Mit dem teuren Franken können sich viele Touristen den Urlaub in der Schweiz nicht mehr leisten. Die Lösung im Skiort Grächen: ein eigener, günstiger Wechselkurs.

Interview von Elena Adam

Im kleinen Schweizer Skiort Grächen im Kanton Wallis tauscht die Gemeinde Euro zum alten Umrechnungskurs in Franken um. Der eigene Wechselkurs von 1,35 Franken je Euro freut die Touristen und so bleiben die Besucherzahlen trotz des offiziellen Währungsgleichstandes stabil. Beinahe alle Hotels, Gasthäuser und Skilifte machen bei der Aktion mit. Berno Stoffel, Direktor der Touristischen Unternehmung Grächen, hatte nicht viel Mühe, die Unternehmer zu überzeugen.

SZ.de: In Grächen ist der Euro, anders als in allen anderen Orten in der Schweiz, nicht einen Franken, sondern 1,35 Franken wert. Wie geht das?

Berno Stoffel: Wir haben im August 2011 bemerkt, dass der Wechselkurs starke Auswirkungen auf unsere Buchungszahlen hatte. Wir mussten reagieren, sonst wäre es über den Winter sehr schwierig geworden. Also haben wir uns was ausgedacht.

Aber eigentlich kommen Sie bei so einem Wechselkurs ja eher schlecht weg.
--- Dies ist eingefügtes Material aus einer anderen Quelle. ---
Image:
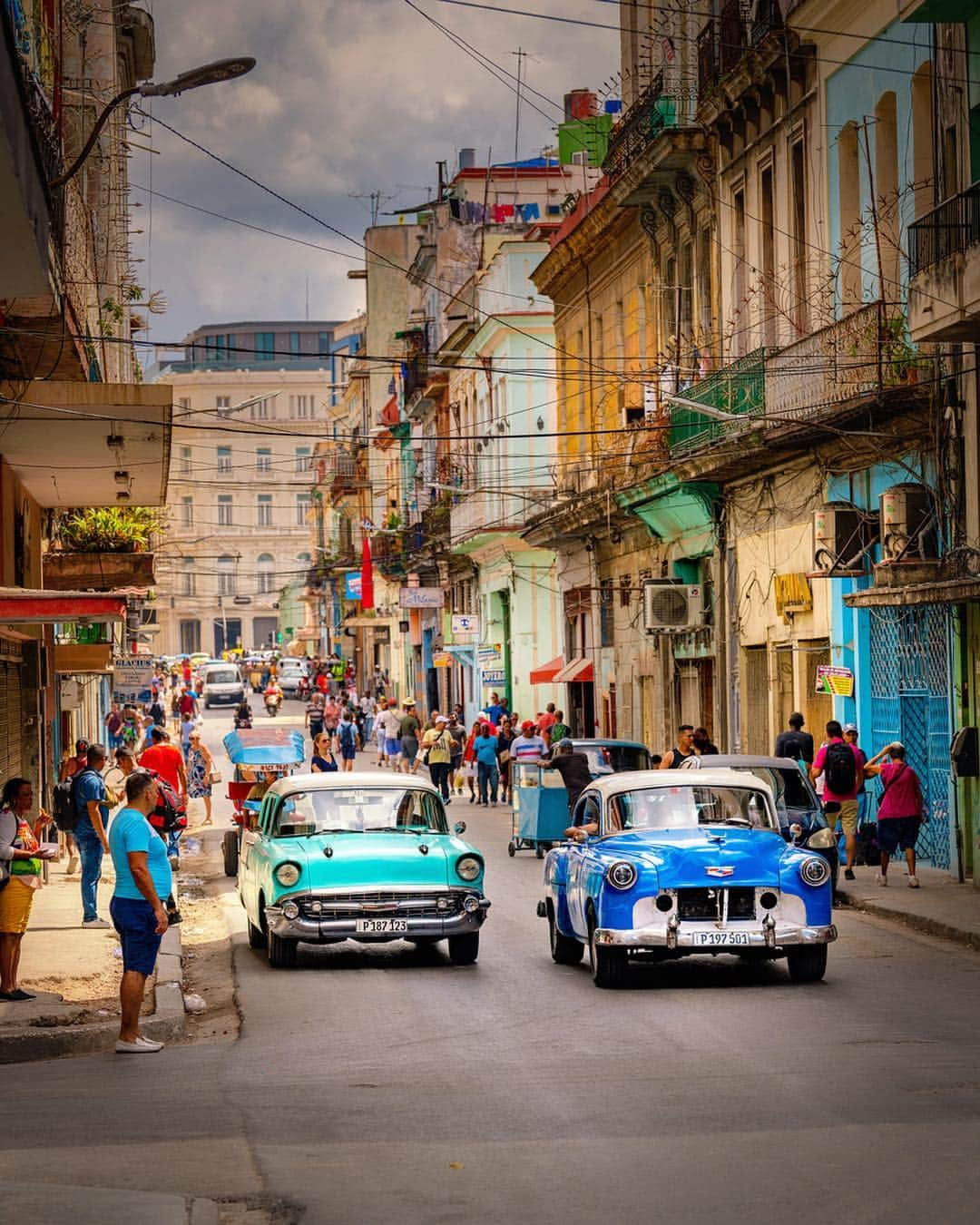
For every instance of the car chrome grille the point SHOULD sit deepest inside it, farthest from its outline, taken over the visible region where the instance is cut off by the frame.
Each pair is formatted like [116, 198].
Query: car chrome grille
[710, 904]
[380, 904]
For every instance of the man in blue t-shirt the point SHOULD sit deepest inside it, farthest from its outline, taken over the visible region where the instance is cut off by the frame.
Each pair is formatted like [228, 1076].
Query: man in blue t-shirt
[92, 808]
[142, 878]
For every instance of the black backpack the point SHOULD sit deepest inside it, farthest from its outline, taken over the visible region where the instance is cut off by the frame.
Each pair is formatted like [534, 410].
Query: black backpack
[839, 769]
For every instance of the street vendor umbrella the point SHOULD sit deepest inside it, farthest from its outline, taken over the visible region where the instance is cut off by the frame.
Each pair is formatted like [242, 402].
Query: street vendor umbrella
[367, 576]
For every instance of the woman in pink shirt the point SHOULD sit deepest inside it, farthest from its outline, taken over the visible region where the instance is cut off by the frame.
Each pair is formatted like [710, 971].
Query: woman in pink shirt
[900, 808]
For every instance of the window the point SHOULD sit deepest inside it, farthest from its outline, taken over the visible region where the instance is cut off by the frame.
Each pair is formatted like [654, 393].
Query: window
[266, 573]
[226, 576]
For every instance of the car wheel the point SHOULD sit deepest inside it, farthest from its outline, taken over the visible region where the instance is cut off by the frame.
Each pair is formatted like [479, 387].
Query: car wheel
[230, 851]
[608, 965]
[564, 949]
[282, 953]
[465, 949]
[808, 963]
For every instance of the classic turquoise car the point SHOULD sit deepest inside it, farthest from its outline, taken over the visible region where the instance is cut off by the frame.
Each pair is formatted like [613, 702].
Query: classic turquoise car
[359, 857]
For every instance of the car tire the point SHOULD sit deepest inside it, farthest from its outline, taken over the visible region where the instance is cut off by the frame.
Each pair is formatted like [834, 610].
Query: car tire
[282, 953]
[256, 936]
[565, 951]
[465, 949]
[608, 965]
[230, 851]
[808, 963]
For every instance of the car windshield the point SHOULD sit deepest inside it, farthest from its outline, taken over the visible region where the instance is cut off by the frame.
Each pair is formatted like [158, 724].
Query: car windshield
[679, 808]
[360, 810]
[224, 676]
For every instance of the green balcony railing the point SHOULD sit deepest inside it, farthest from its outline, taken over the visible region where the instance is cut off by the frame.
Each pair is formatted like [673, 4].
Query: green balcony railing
[738, 388]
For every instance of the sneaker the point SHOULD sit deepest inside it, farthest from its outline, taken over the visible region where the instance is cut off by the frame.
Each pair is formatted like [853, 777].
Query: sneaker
[137, 1047]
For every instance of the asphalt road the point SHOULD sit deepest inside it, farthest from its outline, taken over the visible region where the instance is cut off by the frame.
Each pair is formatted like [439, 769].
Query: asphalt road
[382, 1084]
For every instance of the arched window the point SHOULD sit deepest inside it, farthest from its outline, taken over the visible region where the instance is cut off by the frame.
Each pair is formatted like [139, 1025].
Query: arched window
[266, 573]
[886, 192]
[849, 196]
[226, 574]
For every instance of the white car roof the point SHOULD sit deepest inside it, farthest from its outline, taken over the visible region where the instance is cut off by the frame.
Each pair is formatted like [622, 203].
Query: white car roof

Theoretisch schon. Aber noch schlechter ist es für uns, wenn die Touristen gar nicht mehr kommen, weil sie sich Urlaub in der Schweiz nicht mehr leisten können. Das haben wir 2011 so erlebt und seit die Aktion läuft, hat sich das wieder beruhigt und es läuft sogar sehr gut.

Und jetzt kommen Touristen nach Grächen und tauschen ihr Geld in der Bank zum Grächener Wechselkurs um?

Nein, nicht in der Bank. Sie zahlen bei uns in Euro. Wir haben über 100 Betriebe, die bei der Aktion mitmachen. Das sind Hotels, Skilifte, Sportgeschäfte, Skischulen, Restaurants und Boutiquen. Dort wird dann im Geschäft umgerechnet, wie viel Euro sie bezahlen müssen. Mittlerweile machen wir ein Drittel des Umsatzes in Euro.

Eine Karte für den Skilift in Grächen ist dann also wie viel günstiger als in anderen Orten in der Schweiz?

Da sparen sie etwa ein Viertel. Wir sind ein Familien-Skiort und wer schon einmal mit zwei Kindern in den Urlaub gefahren ist, der weiß wie teuer so etwas wird.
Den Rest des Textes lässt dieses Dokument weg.